How do you explain to a 4-year-old what happened that day? As parents, so much of what we do is to protect our children, and I know that sometimes the first instinct is to grab them up and build a little bubble around them to protect them from the dangers of the outside world. And yet I know that doing so will only cripple them. Life isn’t rosy all the time. And somehow I believe that our job as parents is to teach our children how to cope with the things they face in this life–both the good and the bad. I believe that talking to them about some of the horrible things can help them understand, and make their own lights shine a little brighter.
And so, Stevie and Cadence and I hopped a train to the city on a humid Monday morning in July. We didn’t have much of an agenda. We wanted to try and hit a few of our favorite spots, find a good Black & White Cookie, and then head down to the 9/11 Memorial.
Cadence wasn’t sure what to think at first. She loved riding the train and the subway, but was a little overwhelmed by the bustling crowds as the noise as we approached Times Square. Though it had always been one of my favorite spots to people watch and wander, I was sad to see what Times Square had become–a chaotic, seedy spot filled with pushy panhandlers dressed in dirty knockoff Disney costumes. We indulged Cadence with a couple quick photos, and then left it behind. We walked to Grand Central Station and showed her around, then hopped a train uptown to take some photos in front of the Metropolitan Museum. Afterward, we let Cadence blow off some steam at a playground in Central Park.
It was another short walk to the subway that would take us all the way downtown. We found a bakery on the way, and demolished some Black & Whites before heading down to the Memorial.
Emerging from the subway, we were surprised to still see so much of the area barricaded. It had been 7 years since our last visit. I guess we’d just assumed that enough time had passed for everything to be made whole again.
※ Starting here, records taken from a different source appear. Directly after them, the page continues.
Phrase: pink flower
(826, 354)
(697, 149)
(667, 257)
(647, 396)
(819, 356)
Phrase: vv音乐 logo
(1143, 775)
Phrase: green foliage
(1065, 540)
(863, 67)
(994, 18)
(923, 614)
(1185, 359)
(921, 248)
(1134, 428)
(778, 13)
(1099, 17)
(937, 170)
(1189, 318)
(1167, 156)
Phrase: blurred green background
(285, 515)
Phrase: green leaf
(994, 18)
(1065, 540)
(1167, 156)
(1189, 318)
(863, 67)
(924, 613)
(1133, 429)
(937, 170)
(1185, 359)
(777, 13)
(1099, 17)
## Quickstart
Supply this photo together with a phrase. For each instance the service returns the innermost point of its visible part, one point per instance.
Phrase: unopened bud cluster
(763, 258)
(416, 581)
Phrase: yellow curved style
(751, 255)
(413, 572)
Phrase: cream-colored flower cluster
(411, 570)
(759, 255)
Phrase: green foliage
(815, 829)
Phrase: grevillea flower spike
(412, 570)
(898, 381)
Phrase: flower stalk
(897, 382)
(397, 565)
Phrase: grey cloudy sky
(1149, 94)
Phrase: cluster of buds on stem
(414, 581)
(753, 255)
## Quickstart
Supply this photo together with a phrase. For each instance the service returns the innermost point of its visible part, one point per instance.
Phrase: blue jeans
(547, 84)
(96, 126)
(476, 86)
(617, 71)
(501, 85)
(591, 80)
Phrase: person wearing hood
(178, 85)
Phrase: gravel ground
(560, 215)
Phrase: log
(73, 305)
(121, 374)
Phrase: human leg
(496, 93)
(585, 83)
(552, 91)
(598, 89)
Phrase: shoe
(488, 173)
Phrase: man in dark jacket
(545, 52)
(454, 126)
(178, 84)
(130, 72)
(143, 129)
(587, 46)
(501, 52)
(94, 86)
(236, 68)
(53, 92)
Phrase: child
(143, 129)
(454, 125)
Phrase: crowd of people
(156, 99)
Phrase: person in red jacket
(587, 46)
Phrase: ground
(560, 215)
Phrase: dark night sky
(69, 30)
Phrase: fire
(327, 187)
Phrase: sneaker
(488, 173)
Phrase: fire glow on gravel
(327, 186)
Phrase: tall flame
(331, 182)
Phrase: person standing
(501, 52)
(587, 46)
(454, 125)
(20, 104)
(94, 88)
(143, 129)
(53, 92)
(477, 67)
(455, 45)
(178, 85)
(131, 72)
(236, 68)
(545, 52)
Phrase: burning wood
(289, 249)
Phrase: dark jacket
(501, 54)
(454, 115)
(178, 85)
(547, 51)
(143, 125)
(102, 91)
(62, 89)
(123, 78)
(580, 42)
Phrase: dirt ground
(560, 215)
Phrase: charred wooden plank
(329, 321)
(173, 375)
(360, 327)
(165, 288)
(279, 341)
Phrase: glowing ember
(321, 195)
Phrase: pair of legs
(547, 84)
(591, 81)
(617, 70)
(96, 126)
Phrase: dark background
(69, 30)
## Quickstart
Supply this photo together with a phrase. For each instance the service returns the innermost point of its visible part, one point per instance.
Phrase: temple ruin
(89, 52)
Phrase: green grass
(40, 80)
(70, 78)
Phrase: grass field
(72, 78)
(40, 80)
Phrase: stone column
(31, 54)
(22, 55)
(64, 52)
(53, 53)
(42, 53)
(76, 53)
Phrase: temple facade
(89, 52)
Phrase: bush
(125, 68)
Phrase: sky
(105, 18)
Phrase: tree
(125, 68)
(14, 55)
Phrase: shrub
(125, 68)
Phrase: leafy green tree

Each time I visit, I find myself marveling at the stillness. Right there in the middle of the city that never sleeps, in the middle of the chaos that is New York City, there is an eerie silence that seems to have permanently settled over Ground Zero. The Memorial was packed with people–tourists and police and volunteers. We wove our way through the crowds, collecting an informational pamphlet and a couple of bracelets.
We Will Never Forget.
As we approached the first reflecting pool, we stopped. Steven and I knelt down and began to tell Cadence the story of the two tall buildings that used to stand where the water now fell into the gaping holes in the earth. We told her how some bad men stole airplanes and crashed into those buildings because they wanted to hurt people. We told her how a lot of people, brave men and women, police and firefighters, hurried into the buildings to try and help the people who were hurt. And we told her that a lot of people died when the buildings fell down.
She was quiet, studying the scene around her, looking at the pictures of the Twin Towers in the pamphlet.
“Mommy, did you die in the building?” she asked.
“No baby. I didn’t. But a lot of other Mommies and Daddies did. And they built these waterfalls and made this place for everyone to come visit so we can remember the people who died here.”
She didn’t want to talk about it anymore. But I watched her big eyes drinking it all in as we toured the site. She traced the letters of a name with her finger, and then gave her Daddy a hug and laid her head on his shoulder as we paused in front of the pool where the North Tower once stood.
This morning when we woke, the footage was already playing on the news. Cadence pointed immediately at the screen.
“Hey, that’s New York. I remember. I was there,” she said.
We love you, New York. We will never forget.